Contestati anche i reati di diffamazione e false dichiarazioni nel curriculum in relazione all'organizzazione di alcuni eventi.

Il processo è stato fissato al prossimo 6 ottobre. Nel procedimento sono parti civili Sangiuliano, la moglie e l'ex capo di Gabinetto del dicastero, Francesco Gilioli.

"Certamente la decisione non soddisfa, sia in considerazione di quanto prodotto in udienza che per la celerità in cui il Giudice ha manifestato la propria decisione.

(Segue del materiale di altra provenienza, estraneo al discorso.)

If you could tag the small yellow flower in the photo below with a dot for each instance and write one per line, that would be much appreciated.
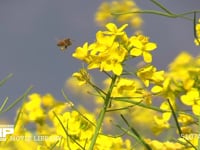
(142, 48)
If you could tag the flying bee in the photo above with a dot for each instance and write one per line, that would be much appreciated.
(64, 43)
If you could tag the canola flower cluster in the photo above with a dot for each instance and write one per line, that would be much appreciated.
(132, 110)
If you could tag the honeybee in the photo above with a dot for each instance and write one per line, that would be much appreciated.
(64, 43)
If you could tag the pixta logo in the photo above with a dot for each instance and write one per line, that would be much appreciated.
(5, 130)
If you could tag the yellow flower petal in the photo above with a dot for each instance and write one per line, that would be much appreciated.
(136, 52)
(147, 57)
(150, 46)
(156, 89)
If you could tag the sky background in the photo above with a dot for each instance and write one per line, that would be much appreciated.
(29, 30)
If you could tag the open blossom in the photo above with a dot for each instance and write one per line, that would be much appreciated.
(106, 53)
(107, 10)
(142, 47)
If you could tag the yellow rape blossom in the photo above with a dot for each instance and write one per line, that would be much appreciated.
(106, 53)
(197, 27)
(149, 74)
(105, 10)
(142, 46)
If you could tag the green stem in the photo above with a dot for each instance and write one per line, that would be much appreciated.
(102, 113)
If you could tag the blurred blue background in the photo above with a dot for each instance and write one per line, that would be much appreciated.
(29, 31)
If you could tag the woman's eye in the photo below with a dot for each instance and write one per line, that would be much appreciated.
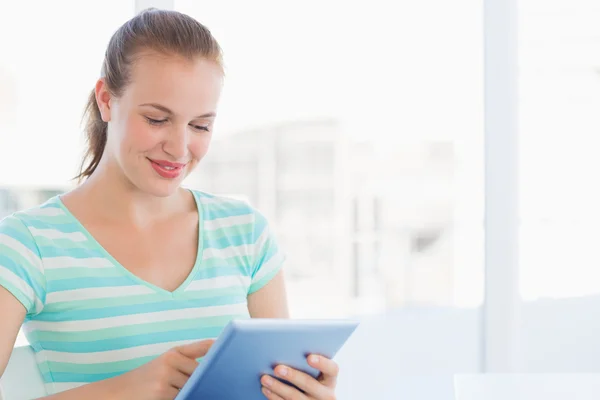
(201, 128)
(153, 121)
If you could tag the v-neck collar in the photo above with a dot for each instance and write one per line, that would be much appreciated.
(130, 274)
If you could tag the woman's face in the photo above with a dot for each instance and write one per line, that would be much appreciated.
(161, 126)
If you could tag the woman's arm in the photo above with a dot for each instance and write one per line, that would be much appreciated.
(13, 314)
(271, 300)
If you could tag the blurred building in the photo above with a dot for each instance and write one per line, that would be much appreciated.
(364, 228)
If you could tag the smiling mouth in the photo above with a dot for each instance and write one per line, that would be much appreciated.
(167, 169)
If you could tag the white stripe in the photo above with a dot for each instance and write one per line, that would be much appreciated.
(220, 223)
(20, 248)
(135, 319)
(97, 293)
(46, 211)
(20, 284)
(224, 200)
(69, 262)
(219, 282)
(268, 267)
(228, 252)
(57, 387)
(56, 234)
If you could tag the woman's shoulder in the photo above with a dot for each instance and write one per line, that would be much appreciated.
(36, 217)
(228, 210)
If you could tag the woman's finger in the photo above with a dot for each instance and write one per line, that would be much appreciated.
(178, 379)
(281, 389)
(270, 395)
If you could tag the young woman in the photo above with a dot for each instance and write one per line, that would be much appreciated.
(122, 283)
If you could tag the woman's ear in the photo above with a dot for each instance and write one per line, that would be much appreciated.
(103, 98)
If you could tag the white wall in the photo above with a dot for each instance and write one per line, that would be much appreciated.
(414, 353)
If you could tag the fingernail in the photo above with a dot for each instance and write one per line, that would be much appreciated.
(267, 381)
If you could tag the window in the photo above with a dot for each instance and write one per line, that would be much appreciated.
(367, 129)
(559, 50)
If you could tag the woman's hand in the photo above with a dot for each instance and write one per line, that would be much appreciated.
(163, 377)
(322, 388)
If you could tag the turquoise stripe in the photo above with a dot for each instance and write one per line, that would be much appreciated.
(229, 241)
(21, 235)
(80, 378)
(216, 213)
(221, 268)
(104, 368)
(159, 305)
(25, 272)
(132, 341)
(84, 283)
(65, 225)
(82, 272)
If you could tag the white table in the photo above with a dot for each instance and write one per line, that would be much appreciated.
(527, 387)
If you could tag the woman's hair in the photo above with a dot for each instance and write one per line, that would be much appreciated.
(163, 31)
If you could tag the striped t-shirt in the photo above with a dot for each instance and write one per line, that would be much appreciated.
(88, 318)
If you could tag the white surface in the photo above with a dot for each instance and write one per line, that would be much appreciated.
(22, 379)
(527, 387)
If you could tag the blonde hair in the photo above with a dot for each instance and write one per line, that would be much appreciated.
(164, 31)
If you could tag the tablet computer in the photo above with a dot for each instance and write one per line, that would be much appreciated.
(249, 348)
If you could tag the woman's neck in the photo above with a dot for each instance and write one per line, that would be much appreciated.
(114, 198)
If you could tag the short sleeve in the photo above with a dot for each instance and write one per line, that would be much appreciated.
(269, 257)
(21, 270)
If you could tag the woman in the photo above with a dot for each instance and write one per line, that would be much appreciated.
(122, 283)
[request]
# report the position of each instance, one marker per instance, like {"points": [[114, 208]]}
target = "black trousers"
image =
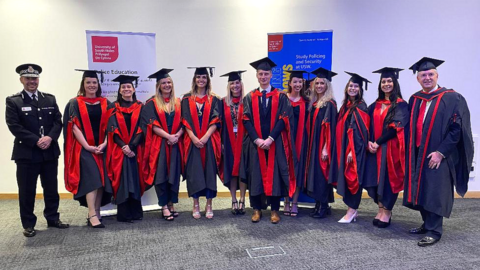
{"points": [[27, 175], [261, 202], [433, 223]]}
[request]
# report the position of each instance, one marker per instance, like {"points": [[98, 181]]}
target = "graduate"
{"points": [[125, 151], [440, 151], [352, 143], [321, 167], [85, 172], [163, 158], [299, 101], [201, 118], [385, 169], [232, 139], [268, 154]]}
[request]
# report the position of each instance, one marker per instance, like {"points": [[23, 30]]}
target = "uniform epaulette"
{"points": [[16, 94]]}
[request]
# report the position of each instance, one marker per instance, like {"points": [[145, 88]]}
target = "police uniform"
{"points": [[30, 118]]}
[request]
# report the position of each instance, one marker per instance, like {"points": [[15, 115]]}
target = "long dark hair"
{"points": [[119, 96], [394, 95], [358, 98], [81, 91], [303, 91]]}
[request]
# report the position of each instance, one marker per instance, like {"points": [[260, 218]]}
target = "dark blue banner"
{"points": [[298, 51]]}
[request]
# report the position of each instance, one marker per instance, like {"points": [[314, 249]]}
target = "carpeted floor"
{"points": [[222, 243]]}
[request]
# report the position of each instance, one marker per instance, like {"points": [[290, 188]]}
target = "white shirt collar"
{"points": [[269, 88]]}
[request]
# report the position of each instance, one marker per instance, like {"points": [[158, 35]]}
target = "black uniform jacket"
{"points": [[28, 120]]}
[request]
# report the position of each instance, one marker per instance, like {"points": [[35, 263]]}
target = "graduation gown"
{"points": [[232, 142], [388, 164], [321, 174], [163, 163], [85, 171], [351, 136], [446, 129], [270, 172], [124, 172], [201, 165], [299, 133]]}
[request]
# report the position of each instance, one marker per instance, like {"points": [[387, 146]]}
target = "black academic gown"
{"points": [[446, 129], [232, 139], [268, 172], [299, 133], [352, 136], [201, 165], [385, 170], [321, 131], [84, 172]]}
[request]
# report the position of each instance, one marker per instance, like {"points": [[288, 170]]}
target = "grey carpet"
{"points": [[221, 243]]}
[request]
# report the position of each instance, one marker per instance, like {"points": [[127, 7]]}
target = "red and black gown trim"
{"points": [[232, 140], [163, 164], [447, 129], [321, 174], [201, 165], [85, 171], [385, 170], [269, 172], [352, 136]]}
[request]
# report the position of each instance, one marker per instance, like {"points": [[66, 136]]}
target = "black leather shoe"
{"points": [[29, 232], [427, 241], [57, 224], [419, 230]]}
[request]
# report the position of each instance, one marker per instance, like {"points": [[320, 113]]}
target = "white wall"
{"points": [[229, 34]]}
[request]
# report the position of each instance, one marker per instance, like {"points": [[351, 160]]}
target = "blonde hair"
{"points": [[327, 95], [228, 98], [208, 90], [160, 103]]}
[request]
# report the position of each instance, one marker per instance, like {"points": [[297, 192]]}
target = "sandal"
{"points": [[208, 214], [292, 212], [235, 208], [286, 208], [196, 212], [241, 208], [167, 217], [98, 226]]}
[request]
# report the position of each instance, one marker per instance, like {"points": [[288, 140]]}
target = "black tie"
{"points": [[264, 100]]}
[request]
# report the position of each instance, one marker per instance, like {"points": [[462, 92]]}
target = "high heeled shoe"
{"points": [[241, 208], [323, 212], [382, 224], [208, 214], [98, 226], [235, 208], [196, 212], [167, 217], [352, 218]]}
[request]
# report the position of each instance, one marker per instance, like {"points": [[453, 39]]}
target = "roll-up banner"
{"points": [[124, 53]]}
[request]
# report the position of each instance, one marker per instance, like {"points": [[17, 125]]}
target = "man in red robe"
{"points": [[440, 151]]}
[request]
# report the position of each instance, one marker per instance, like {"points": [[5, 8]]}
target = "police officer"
{"points": [[34, 119]]}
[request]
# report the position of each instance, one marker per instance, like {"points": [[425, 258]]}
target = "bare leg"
{"points": [[91, 199]]}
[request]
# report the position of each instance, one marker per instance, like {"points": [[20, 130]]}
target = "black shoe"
{"points": [[419, 230], [29, 232], [315, 210], [427, 241], [241, 208], [323, 213], [382, 224], [57, 224], [98, 226]]}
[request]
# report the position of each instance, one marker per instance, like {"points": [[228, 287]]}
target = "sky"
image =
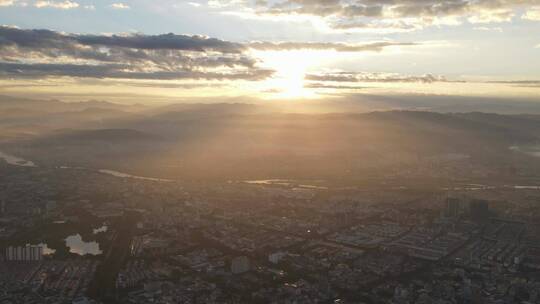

Nel corso della discussione si sono sviscerati i punti nevralgici contenuti in un fascicolo di circa diecimila pagine e si auspicava in una più attenta analisi", ha detto Maria Rosaria Boccia dopo la decisione del gup di Roma. "I caratteri essenziali della condotta persecutoria nulla hanno a che fare con quanto documentalmente emerso non solo in udienza ma nell'intera fase di indagine. Stesso discorso per le lesioni, non sono state prese in considerazione le incongruenze emerse con i medici che hanno visitato Sangiuliano il 17 luglio ma pare sia stato considerato un certificato prodotto dopo due mesi dall'evento in netta contrapposizione a dati fattuali. Lo sconcerto è tanto, ma anche la consapevolezza di dimostrare tutto ció in sede dibattimentale", aggiunge.